Хозяин квартиры, увидев его, отворил ворота, и Кирилл Архипович въехал опять во двор.
— Здравствуйте опять, — сказал он растерянно, сойдя с плетушки.
— Здравствуйте и вы, — ответил равнодушно крестьянин.
Кирилл Архипович снова поздоровался с ним, а также с вышедшей хозяйкой. На мгновение он замер в сладостной истоме и сообщил:
— А я, ведь, кулёк-то забыл. Гляжу, где он? Ах, назад ехать надо!
— Недалеко пахнулись ещё…
— Не далеко… вот тут на углу — против лавки… Как его?
— Аксёнова?
— Она… Гляжу: нет кулька… Ах, ты грех! — Кирилл Архипович постоял ещё, подумал, покачал головой и, приседая, пошёл в избу за кульком.
— А я тоже гляжу на кулёк, — провожала его хозяйка, — думаю, что он, мол, оставил его? Мне бы скричать, а я, вишь, не смекнула тоже…
— И я тоже не догадался… Ну, до увиданья ещё раз.
И ещё раз попрощавшись с хозяйкой, Кирилл Архипович с кульком в руках вышел из избы во двор.
— Ах… не надо бы заезжать было во двор, — спохватился он.
— Поэтому не надо бы, — согласился и хозяин, — я гляжу, едете, ну отворил ворота.
— Я ведь только вот за кульком…
— Известно, не оставлять же…
— Как же теперь? Не поворотишься ведь… выпрягать?
— Не знаю… Так, что ль, попробовать? Айда-те так попробуем. Я лошадь заводить стану, а вы задок-то относите.
Общими усилиями дело обошлось без перепряжки и, повернув лошадь, приказчик барыни Ярыщевой покатил, наконец, с базара, сопровождаемый напутствием хозяина: ‘Ну с Богом!’
Кирилл Архипович, склонившись на бок, ехал и ломал голову, как ему быть. По пятнадцати рублей — двадцать десятин обойдутся триста рублей. Ста восьмидесяти не хватит. Главное то, что сам же он и подбил свою барыню усилиться посевом на эти лишние двадцать десятин. Обыкновенный порядок в имении был таков, что в экономии сеялось столько, сколько можно было урвать, так сказать, не в счёт, без денег. Сдаётся, например, крестьянину десятина земли под посев, цена — как у людей, а один рабочий день выговаривается не в счёт.
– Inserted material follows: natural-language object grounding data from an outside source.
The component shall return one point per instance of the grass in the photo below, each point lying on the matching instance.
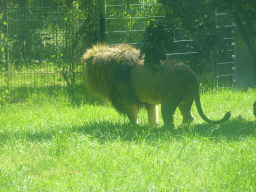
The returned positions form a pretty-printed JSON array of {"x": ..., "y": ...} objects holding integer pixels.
[{"x": 54, "y": 146}]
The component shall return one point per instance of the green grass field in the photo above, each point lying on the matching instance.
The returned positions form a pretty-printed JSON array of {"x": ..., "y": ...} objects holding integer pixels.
[{"x": 54, "y": 146}]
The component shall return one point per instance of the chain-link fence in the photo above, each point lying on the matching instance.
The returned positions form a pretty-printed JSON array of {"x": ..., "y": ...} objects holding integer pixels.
[{"x": 42, "y": 41}]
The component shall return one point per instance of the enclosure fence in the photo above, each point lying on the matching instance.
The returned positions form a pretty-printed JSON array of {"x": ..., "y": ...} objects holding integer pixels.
[{"x": 42, "y": 42}]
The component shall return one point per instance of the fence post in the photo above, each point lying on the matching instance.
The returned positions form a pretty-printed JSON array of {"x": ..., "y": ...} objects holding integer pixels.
[{"x": 102, "y": 20}]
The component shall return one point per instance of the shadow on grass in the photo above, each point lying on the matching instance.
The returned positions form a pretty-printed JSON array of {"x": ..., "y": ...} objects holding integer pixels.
[{"x": 235, "y": 129}]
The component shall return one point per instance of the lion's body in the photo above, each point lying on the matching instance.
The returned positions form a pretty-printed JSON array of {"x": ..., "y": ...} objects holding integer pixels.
[{"x": 119, "y": 76}]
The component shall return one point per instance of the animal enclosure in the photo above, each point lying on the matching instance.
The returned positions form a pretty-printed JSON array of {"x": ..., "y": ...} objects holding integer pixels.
[{"x": 42, "y": 42}]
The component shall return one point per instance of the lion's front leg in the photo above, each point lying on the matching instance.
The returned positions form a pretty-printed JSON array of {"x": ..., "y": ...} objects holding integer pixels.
[{"x": 152, "y": 114}]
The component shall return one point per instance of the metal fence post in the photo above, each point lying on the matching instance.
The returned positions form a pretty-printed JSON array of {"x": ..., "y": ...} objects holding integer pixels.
[{"x": 102, "y": 20}]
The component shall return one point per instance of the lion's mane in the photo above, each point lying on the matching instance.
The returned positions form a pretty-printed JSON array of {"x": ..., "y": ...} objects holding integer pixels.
[{"x": 107, "y": 74}]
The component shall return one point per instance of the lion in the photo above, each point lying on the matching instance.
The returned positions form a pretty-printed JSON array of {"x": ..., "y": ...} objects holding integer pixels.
[{"x": 117, "y": 74}]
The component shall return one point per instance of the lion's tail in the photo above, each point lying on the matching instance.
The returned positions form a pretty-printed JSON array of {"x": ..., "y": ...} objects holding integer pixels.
[{"x": 201, "y": 113}]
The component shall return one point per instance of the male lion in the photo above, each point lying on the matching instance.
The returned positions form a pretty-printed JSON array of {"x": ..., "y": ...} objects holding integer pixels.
[{"x": 117, "y": 74}]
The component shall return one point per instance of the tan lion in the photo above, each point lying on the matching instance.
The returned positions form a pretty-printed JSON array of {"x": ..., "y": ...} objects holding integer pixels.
[{"x": 116, "y": 74}]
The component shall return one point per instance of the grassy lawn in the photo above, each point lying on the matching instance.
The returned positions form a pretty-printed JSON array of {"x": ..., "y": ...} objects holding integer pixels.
[{"x": 53, "y": 146}]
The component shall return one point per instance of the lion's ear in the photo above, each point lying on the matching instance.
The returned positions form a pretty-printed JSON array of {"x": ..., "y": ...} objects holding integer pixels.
[{"x": 142, "y": 56}]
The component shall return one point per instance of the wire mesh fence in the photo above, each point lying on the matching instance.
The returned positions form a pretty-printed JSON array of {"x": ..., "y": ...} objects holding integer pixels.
[{"x": 42, "y": 41}]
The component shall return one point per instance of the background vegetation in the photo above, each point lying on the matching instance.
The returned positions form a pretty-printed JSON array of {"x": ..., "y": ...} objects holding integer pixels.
[{"x": 55, "y": 146}]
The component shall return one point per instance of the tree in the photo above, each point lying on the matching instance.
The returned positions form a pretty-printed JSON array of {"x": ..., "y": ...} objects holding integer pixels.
[{"x": 192, "y": 13}]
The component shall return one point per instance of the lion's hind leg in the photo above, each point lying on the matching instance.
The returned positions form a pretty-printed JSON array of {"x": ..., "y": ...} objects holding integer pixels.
[
  {"x": 132, "y": 113},
  {"x": 168, "y": 107},
  {"x": 152, "y": 114},
  {"x": 185, "y": 109}
]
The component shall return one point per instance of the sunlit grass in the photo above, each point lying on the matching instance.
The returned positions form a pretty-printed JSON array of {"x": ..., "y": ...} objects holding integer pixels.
[{"x": 55, "y": 146}]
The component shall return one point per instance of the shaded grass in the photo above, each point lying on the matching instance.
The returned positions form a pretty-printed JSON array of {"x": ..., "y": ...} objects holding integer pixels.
[{"x": 54, "y": 146}]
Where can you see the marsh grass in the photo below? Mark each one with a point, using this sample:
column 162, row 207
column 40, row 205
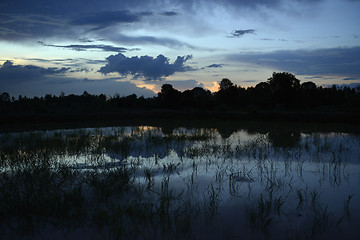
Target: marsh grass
column 140, row 183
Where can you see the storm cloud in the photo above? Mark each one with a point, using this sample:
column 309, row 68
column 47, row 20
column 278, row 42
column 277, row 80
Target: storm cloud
column 147, row 67
column 83, row 47
column 22, row 20
column 20, row 73
column 331, row 61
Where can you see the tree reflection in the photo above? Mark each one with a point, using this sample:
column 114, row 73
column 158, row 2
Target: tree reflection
column 284, row 138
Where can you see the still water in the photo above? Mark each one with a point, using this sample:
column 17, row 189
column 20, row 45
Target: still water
column 181, row 183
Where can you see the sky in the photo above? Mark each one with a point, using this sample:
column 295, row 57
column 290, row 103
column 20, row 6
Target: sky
column 135, row 46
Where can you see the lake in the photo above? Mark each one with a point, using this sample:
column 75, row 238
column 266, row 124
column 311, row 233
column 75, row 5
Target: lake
column 181, row 182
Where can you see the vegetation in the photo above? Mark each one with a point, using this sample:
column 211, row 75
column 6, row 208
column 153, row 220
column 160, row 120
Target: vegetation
column 197, row 183
column 282, row 92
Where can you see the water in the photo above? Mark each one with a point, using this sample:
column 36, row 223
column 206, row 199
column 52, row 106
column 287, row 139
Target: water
column 193, row 182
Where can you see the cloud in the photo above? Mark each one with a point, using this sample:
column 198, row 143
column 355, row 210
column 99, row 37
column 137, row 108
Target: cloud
column 148, row 40
column 319, row 62
column 82, row 47
column 22, row 20
column 56, row 85
column 145, row 66
column 170, row 14
column 215, row 65
column 107, row 18
column 180, row 85
column 240, row 33
column 21, row 73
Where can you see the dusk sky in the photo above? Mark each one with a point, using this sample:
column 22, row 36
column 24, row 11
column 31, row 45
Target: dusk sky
column 135, row 46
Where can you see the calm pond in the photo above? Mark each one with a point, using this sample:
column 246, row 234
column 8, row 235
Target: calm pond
column 148, row 182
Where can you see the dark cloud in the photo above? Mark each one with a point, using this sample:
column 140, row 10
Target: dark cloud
column 170, row 14
column 81, row 47
column 215, row 65
column 240, row 33
column 182, row 85
column 56, row 85
column 145, row 66
column 108, row 18
column 21, row 73
column 22, row 20
column 149, row 40
column 319, row 62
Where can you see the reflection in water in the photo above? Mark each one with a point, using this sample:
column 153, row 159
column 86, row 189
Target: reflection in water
column 147, row 182
column 284, row 138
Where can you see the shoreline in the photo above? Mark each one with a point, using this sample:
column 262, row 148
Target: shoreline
column 158, row 117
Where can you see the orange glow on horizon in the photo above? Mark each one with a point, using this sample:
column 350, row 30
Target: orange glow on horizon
column 215, row 87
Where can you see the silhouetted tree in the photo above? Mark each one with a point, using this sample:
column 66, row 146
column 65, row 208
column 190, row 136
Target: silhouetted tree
column 169, row 96
column 5, row 97
column 225, row 84
column 285, row 88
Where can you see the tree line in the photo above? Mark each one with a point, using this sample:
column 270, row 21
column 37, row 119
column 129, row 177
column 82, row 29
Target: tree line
column 282, row 91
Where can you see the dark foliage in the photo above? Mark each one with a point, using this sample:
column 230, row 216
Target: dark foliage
column 282, row 92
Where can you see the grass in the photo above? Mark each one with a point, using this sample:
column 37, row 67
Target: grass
column 139, row 183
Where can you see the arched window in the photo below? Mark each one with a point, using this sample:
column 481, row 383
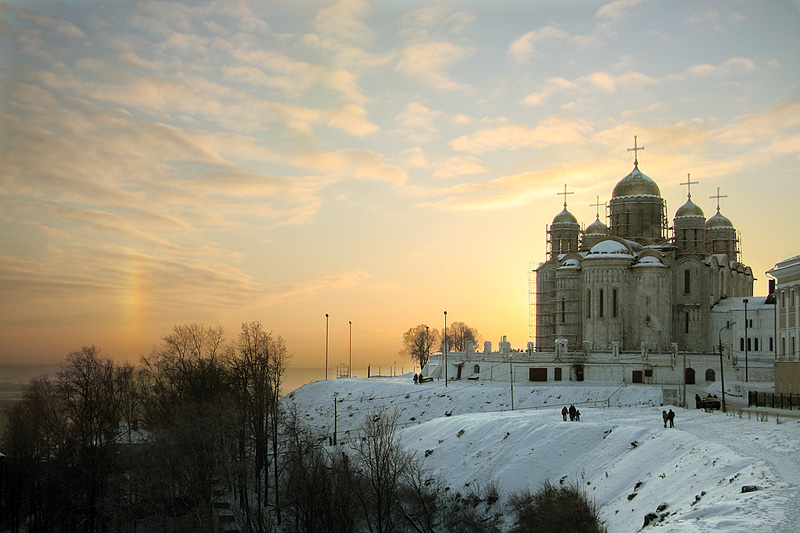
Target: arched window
column 614, row 303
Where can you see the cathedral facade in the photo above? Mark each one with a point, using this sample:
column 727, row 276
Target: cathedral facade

Одну десятину взял — пеший рабочий, две — с лошадью. Часть земли снимала своя деревня и не в счёт убирала пять десятин.
Конечно, это было немного, но и деревня барыни только и жила тем, что занималась нищенством. Так и в земской статистике в рубрике промыслов она значилась: ‘занимается нищенством’. Как дадут повестку, чтобы подать взносили, и разбредётся деревня. Насобирает и взнесёт. И всегда исправно. За эту исправность и заботливость и местное начальство уважало деревню и задолго обыкновенно до сбора её первую извещало: готовьтесь, дескать.
— Что ж и умно, — говорила про крестьян своей деревни старая барыня, — сами видят свою слабость и спасаются… А другой ведь только и догадается, что в кабак последнее снести.
Но зато, когда её крестьяне попробовали было поторговаться с ней насчёт дарового посева, она ответила:
— Ну, уж, батюшки, кому другому, а уж вам-то не грех и потрудиться на меня старуху: за вас люди подать-то платят…
— Нынче где уж? — говорили крестьяне. — Действительно, значит, когда цена живёт на хлеб, так будто и ладно, а теперь ничего не стоит хоть и наше дело: день-деньской маешься, плечи от тяготы оборвёшь, хлеб собираючи, а продай его, и гривенника не выручишь за день.
В нынешнем урожайном году промысел крестьян барыни Ярыщевой, действительно, был не из очень доходных.
Крестьяне других деревень, видя, как трудятся нищие, только лукаво подмигивали на них и говорили:
— Обижаются же… в убыток работа приходит.
Жалела и барыня Ярыщева крестьян своей деревни:
— Нынче уж, конечно, не ваш год, — говорила она, — ну так, ведь, надо же и людям.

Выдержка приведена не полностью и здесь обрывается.